Nötig sei eine "große gemeinsame Anstrengung" in der gesamten Region, sagte der SPD-Politiker bei einem Besuch in einem Flüchtlingsheim in Mexiko-Stadt. "Hier flüchten viele Menschen schlicht und einfach vor Gewalt in ihren Heimatländern."

Die USA sind das Ziel - aber nicht für alle

Nach Angaben des Flüchtlingshilfswerks UNHCR werden in diesem Jahr bis zu 400.000 Flüchtlinge in Mexiko erwartet. Die meisten von ihnen kommen aus Honduras, El Salvador oder Guatemala, wo die organisierte Kriminalität in den vergangenen Jahren deutlich zugenommen hat. Viele - aber nicht alle - wollen weiter in die USA.

Für Steinmeier ist Mexiko nach Argentinien die zweite Station einer Lateinamerika-Reise. In Argentinien hatte Steinmeier der Opfer der Militärdiktatur in dem südamerikanischen Land gedacht. Im "Park der Erinnerung" (Parque de la Memoria) in Buenos Aires warf er zur Erinnerung an die Toten Blumen in den Rio de la Plata. Unter den bis zu 30.000 Menschen, die während der Herrschaft der Junta von 1976 und 1983 getötet wurden, waren auch zahlreiche Deutsche und Deutschstämmige.
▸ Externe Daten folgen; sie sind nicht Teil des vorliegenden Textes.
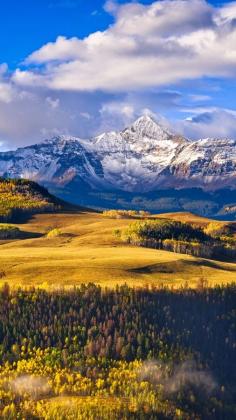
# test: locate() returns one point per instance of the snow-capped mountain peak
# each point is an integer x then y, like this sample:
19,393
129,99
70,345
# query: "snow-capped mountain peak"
146,126
144,156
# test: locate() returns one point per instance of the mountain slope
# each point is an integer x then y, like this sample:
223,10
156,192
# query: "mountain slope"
20,198
144,158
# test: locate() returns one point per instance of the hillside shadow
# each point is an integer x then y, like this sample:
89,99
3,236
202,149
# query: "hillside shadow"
177,266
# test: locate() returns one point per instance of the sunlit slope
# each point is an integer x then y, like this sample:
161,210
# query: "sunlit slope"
87,251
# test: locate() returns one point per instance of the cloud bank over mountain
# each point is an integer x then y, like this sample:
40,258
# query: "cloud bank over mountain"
142,62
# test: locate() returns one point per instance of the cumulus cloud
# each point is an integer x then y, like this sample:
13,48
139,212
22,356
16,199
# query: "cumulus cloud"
138,64
208,122
155,45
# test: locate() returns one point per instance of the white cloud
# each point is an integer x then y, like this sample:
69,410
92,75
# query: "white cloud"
147,46
209,122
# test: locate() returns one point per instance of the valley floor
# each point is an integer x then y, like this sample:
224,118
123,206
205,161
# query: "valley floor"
88,251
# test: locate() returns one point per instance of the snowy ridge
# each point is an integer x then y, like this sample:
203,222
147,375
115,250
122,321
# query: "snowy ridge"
143,157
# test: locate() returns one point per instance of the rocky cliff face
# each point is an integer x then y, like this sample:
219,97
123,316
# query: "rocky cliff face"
144,157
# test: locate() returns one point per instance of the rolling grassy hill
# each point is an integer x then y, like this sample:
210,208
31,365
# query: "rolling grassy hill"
83,248
22,198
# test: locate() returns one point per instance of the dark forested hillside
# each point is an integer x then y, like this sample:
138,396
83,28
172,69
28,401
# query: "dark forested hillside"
20,198
170,354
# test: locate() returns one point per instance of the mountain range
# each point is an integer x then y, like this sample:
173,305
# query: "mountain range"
143,159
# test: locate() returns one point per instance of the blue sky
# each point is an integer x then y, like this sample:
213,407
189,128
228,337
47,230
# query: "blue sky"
81,67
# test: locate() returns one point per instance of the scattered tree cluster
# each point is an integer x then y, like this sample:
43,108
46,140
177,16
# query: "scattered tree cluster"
126,214
179,237
21,197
Mexiko Tijuana Flüchtlinge Mädchen mit Teddybär

Mexiko rechnet in diesem Jahr mit rund 400.000 Flüchtlingen. Die meisten fliehen vor Gewalt in der Heimat.

Gute Handelspartner

Bei seinem Besuch in Mexiko geht es Steinmeier darum, die deutsch-mexikanischen Beziehungen weiter zu vertiefen. Deutschland und Mexiko arbeiten in vielen Bereichen schon jetzt eng zusammen, etwa beim Klimaschutz und bei der Begrenzung des Waffenhandels. Auch wirtschaftlich sind die beiden Länder verbunden. Deutschland ist Mexikos fünftgrößter Handelspartner, im vergangenen Jahr betrug das Geschäftsvolumen rund 17,5 Milliarden US-Dollar.

Für 2016 und 2017 haben beide Länder unter dem Motto "Allianz für die Zukunft" Ausstellungen und Konzerte, Industrie- und Tourismusmessen, wissenschaftliche Symposien und Treffen von Vertretern der Zivilgesellschaft geplant. Der Startschuss in Mexiko zu dieser Veranstaltungsreihe fällt am Montag.

Zu den Highlights in Mexiko gehören eine Industriemesse mit deutschen Unternehmen, der Science Tunnel der Max-Planck-Gesellschaft und eine große Otto-Dix-Ausstellung. In Berlin ist unter anderem die Ausstellung "Die Maya - Sprache der Schönheit" zu sehen.